WASHINGTON — Amtrak says its additional analysis shows its proposed Gulf Coast passenger service will cause “no unreasonable impairment” on the proposed route between New Orleans and Mobile, Ala., and argues that the case for such impairment by host railroads CSX Transportation and Norfolk Southern “has failed.”
Those contentions are included in the passenger railroad’s latest filing to the Surface Transportation Board in its ongoing effort for a board ruling allowing it to begin Gulf Coast operations. The supplemental brief is responding to a May 12, 2022, request by the board for additional evidence [see “Oberman: Gulf Coast litigants still need to fill in the blanks,” Trains News Wire, May 13, 2022].

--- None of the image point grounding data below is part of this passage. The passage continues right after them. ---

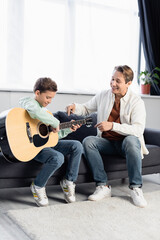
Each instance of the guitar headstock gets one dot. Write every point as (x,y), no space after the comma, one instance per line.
(89,122)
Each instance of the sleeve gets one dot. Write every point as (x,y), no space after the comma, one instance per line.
(86,108)
(37,112)
(134,124)
(63,133)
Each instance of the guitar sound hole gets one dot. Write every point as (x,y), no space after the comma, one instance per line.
(43,130)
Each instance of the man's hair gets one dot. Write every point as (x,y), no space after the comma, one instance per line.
(126,71)
(45,84)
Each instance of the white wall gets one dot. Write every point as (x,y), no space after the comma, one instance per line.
(10,99)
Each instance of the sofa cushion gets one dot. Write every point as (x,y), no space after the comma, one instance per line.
(83,131)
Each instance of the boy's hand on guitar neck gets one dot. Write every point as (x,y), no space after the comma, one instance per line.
(75,126)
(70,109)
(55,130)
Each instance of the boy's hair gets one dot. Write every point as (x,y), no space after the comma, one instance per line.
(45,84)
(126,71)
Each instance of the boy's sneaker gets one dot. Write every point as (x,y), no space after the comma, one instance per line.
(138,198)
(39,195)
(100,193)
(68,188)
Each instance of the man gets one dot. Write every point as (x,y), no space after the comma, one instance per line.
(121,120)
(52,158)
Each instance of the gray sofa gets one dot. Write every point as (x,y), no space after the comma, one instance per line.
(21,174)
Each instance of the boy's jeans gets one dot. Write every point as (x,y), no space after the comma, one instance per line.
(53,158)
(129,148)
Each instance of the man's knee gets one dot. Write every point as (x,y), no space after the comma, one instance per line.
(88,141)
(131,143)
(57,160)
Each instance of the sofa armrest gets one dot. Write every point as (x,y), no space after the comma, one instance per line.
(152,136)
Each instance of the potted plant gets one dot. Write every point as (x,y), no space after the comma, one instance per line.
(147,79)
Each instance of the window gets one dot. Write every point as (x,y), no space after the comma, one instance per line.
(76,43)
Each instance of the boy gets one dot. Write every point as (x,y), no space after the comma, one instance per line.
(52,158)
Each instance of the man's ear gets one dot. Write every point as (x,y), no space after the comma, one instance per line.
(129,83)
(37,92)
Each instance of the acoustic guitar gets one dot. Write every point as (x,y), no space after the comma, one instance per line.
(22,137)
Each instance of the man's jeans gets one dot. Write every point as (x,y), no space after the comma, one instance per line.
(129,148)
(53,158)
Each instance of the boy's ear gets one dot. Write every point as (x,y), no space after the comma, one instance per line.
(129,83)
(37,92)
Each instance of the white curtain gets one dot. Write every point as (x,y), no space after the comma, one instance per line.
(75,42)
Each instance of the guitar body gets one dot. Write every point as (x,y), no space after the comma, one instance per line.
(22,137)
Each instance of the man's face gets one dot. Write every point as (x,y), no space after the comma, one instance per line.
(118,85)
(44,98)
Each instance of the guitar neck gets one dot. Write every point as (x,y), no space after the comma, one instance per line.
(70,124)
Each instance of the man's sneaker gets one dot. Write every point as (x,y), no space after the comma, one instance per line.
(68,188)
(100,193)
(39,195)
(137,197)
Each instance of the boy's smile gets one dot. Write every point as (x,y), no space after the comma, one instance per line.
(44,98)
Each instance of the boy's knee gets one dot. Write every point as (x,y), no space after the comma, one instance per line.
(57,160)
(88,141)
(77,146)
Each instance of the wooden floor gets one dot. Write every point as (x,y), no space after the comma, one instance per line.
(21,198)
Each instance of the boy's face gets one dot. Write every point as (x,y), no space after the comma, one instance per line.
(44,98)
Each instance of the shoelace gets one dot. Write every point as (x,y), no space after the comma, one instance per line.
(99,188)
(41,193)
(138,192)
(71,189)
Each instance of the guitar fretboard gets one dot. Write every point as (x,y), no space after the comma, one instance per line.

The 139-page public version of Amtrak’s filing redacts many of the specific statistics involved in the analyses performed for the passenger operator. The document argues that “it is clear that Gulf Coast service can be restored without the extraordinary capital investments that CSX, NS, and the Port [of Mobile] have demanded, and that any impacts from Amtrak service can be mitigated with routine operational changes and cooperative service planning.”
In arguing that the railroads have failed to make their case for unreasonable impairment, Amtrak cites results of their Rail Traffic Controller modeling, saying they show nearly equal or worse impairment developing as freight traffic increases, given that NS and CSX say no infrastructure improvements are needed for freight traffic. Amtrak summarizes what it says the model shows in this table.
Amtrak says in its filing that its position “remains that the evidentiary burden is on the host railroads to demonstrate unreasonable impairment” and that because the railroads have not met that burden, “Amtrak is entitled to an order in its favor” regardless of the material in its latest filing.
— Updated at 5:10 p.m. CDT to add link to Amtrak filing.